I am looking to fill a shortage
Hannah Christensen, who received her bachelor’s degree in biology from Utah Valley University, said she piqued her interest in becoming a doctor in high school when she overshadowed her dermatologist profession.
“And with one of the patients we saw, I just felt connected to the experience he was having.
Shortly after finding out she was accepted into medical school, her family learned that her mother had breast cancer. While her mother is fine now, Christensen said the experience led her to consider studying oncology. But many areas of medicine seem interesting, she said.
“I’m so excited. This is something I’ve worked for for so many years and I think if I wanted to say something to anyone who wanted to listen, it would be when you have a dream, you know? do it. There’s nothing holding you back, you just have to try, “Christensen said.
Hannah Christensen, a student at Noorda College of Osteopathic Medicine, introduces herself to the first grade of 90 medical students at the Provo school on Tuesday. Jeffrey D. Allred, Deseret News
She will receive her first white coat on Saturday while she and her classmates attend the traditional white coat ceremony that marks students’ entry into clinical medical education.
Christensen said she could imagine staying and working in Utah after completing her education.
“Just after I’ve been here for the past six years, I’ve really fallen in love with the community again and I definitely see a need for doctors, especially women in medicine. I feel like female patients are a little more comfortable.” for women doctors, so I want to support them, “she added.
College directors say they have tried to attract and accept many students from across the state.
“Utah needs additional doctors, there’s no question about that,” said Dr. Norman Wright, Interim President.
Beehive State ranks 44th in the nation for the ratio of health care providers per 100,000 residents, according to Becker’s Hospital Review.
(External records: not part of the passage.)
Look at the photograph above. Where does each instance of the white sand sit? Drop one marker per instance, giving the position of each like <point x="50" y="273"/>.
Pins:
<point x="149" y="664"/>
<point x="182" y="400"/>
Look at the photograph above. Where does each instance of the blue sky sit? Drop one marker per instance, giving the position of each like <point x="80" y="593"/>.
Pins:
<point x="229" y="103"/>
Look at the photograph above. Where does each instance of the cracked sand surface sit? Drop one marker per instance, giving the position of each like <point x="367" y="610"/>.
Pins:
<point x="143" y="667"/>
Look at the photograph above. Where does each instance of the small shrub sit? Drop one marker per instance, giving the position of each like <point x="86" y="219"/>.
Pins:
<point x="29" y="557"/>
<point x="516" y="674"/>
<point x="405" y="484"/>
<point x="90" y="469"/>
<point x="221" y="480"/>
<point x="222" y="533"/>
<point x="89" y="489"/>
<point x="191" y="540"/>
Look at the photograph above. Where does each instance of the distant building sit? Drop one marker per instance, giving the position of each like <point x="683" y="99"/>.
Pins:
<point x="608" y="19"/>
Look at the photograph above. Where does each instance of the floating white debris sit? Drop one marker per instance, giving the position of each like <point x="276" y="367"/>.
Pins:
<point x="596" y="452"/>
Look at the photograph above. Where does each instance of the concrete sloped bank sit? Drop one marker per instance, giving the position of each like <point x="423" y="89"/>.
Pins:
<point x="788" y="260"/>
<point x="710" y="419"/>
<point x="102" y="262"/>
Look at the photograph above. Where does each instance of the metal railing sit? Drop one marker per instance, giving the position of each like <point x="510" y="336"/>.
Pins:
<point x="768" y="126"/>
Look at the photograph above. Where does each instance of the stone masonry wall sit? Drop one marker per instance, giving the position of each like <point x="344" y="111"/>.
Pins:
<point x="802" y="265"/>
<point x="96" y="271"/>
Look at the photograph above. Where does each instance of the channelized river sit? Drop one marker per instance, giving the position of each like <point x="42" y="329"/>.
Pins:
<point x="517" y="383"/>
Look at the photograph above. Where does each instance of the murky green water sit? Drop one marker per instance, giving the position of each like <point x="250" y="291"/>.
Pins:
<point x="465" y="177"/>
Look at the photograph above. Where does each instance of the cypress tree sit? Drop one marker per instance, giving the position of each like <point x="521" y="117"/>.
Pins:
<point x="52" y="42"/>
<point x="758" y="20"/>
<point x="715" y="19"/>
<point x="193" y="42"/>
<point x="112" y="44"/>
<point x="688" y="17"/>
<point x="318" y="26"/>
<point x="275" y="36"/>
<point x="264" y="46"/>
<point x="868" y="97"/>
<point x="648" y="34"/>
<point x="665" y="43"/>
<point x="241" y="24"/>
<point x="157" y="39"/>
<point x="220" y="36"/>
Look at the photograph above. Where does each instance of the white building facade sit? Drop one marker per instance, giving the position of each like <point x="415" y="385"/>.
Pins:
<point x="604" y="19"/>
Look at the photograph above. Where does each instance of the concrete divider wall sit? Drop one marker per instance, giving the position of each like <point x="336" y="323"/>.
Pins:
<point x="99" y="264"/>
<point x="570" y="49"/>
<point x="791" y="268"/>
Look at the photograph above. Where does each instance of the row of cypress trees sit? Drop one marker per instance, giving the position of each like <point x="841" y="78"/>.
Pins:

Utah had 216.2 vendors per 100,000 population in 2019, the last year this data was available.
“Knowing that we were down this path to meet a really important need is very important to me,” said Wright.
Statistics show that medical graduates who finish their stay in the same state as their school will stay and work in that state, he noted.
A focus on diversity, compassion
Incoming freshman class members were selected not based on grades and test scores alone, but “ability to be compassionate,” Wright explained. The admissions team tried to take into account the personality and values of the students; and instead of a traditional written personal statement, applicants submitted videos.
“You see their personality, you can hear their voice, you see how creative they are and what is important to them,” said Dougherty.
He said that each student’s video played a bigger role in who was accepted than their grades.
The school received 2,100 applications for admission to first grade.
The county is rapidly diversifying, Wright noted, and the college was trying to accommodate students from different backgrounds and skills.
“I think one of the things I am probably most proud of about this new class is that, as I understand it when it comes to proprietary schools, we are in the top 5% for our diversity. And of course we are, I hope Graduating competent and caring doctors who can identify with certain parts of our community in ways that other doctors may not be important not just to me but to the whole school, “Wright said.
The college currently shares space with its sister school, Rocky Mountain University of Health Professionals at 34 E. 1700 South in Provo. An extension, due for completion in 2023, will add 220,000 square feet to the college. By then the school will have up to 776 students.
Noorda College of Osteopathic Medicine currently has pre-accreditation status from the Commission on Osteopathic College Accreditation, but it can get full accreditation status if its first grade graduates in four years, said Dougherty, who is also an inspector for the commission.